Posted on 3 November, 2014 by Kirsten Kennedy

During August and September, the news coming from the manufacturing sector was less than optimistic. Due to a combination of problems in the Eurozone, a drop in domestic demand and the strong pound, output had significantly lessened since the boom period at the beginning of the year. Fortunately, though, October saw a positive return to form for the industry, with firms posting their best results in three months.

Engineer Teaching Apprentice To Use Milling Machine

According to the Markit UK manufacturing Purchasing Managers’ Index (PMI), growth rose to a reading of 53.2 during the past month. This was significantly better than the 51.5 reading from September, at which point manufacturing grew at its slowest pace in 17 months.

Although export orders remained weak, having fallen at their fastest pace since January 2013, strong domestic demand managed to offset this. This proved somewhat surprising for economists, who predicted a further fall during the month to a growth reading of only 51.4.
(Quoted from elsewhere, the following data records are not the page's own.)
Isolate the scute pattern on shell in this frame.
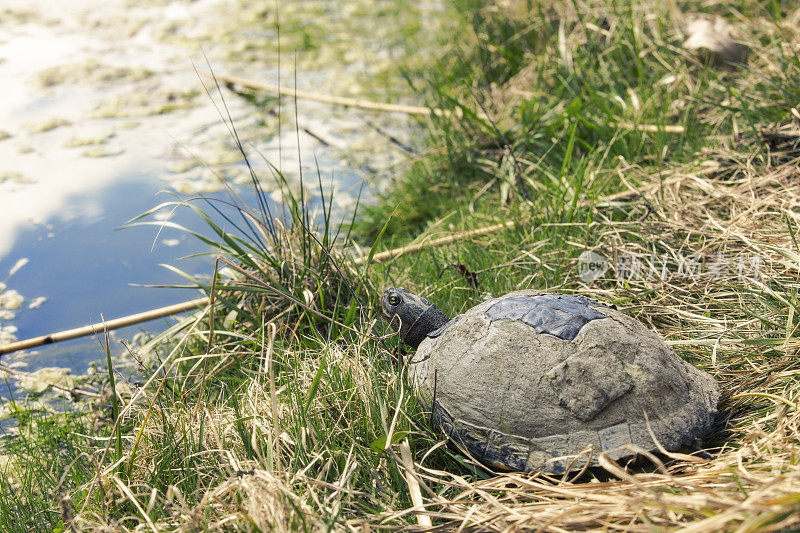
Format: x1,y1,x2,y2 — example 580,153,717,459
410,291,719,473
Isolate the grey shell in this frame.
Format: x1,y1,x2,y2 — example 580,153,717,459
410,291,719,474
Markit senior economist Rob Dobson claimed that the positive turnaround was a demonstration of the “resilience of the domestic market, as overseas demand was impacted by the ongoing economic weakness of the Eurozone and the euro-sterling exchange rate.”

He continued; “The latest report is a positive marker for the start of the final quarter, as the growth rate of the UK manufacturing sector staged a mini-recovery in October.

“Although the pace of expansion remains below that seen at the start of the year, suggesting the sector will remain only a modest contributor to economic growth, it is positive to see the sector break its recent sequence of slower growth.”

Another sign that the manufacturing sector would continue to improve as the year draws to a close was the sharp rise in jobs creation. According to the report, small and mid-sized firms were the most significant contributors to the employment rise, although larger firms also created jobs at a steady rate when compared to the year as a whole.

Mr Dobson added; “Continued growth of employment, especially at SMEs, suggests that the recovery in the labour market is holding sway.”

Employment growth has remained relatively strong within the manufacturing sector since the economic recovery began, indicating that the majority of firms are confident about their overall growth prospects in the short term.

However, another explanation for this enthusiasm for hiring could be the fact that the pool of skilled workers within the UK is continuing to shrink – causing many firms, especially smaller ones, to take on as many skilled engineers as possible in case of a talent shortage in the near future.

With apprenticeship programmes becoming increasingly desirable due to a series of funding projects initiated by the government, hopefully firms will continue to create jobs at the current pace for some time yet. However, without a strong recovery within the Eurozone, it seems that overall growth is set to be limited to a degree for some time yet.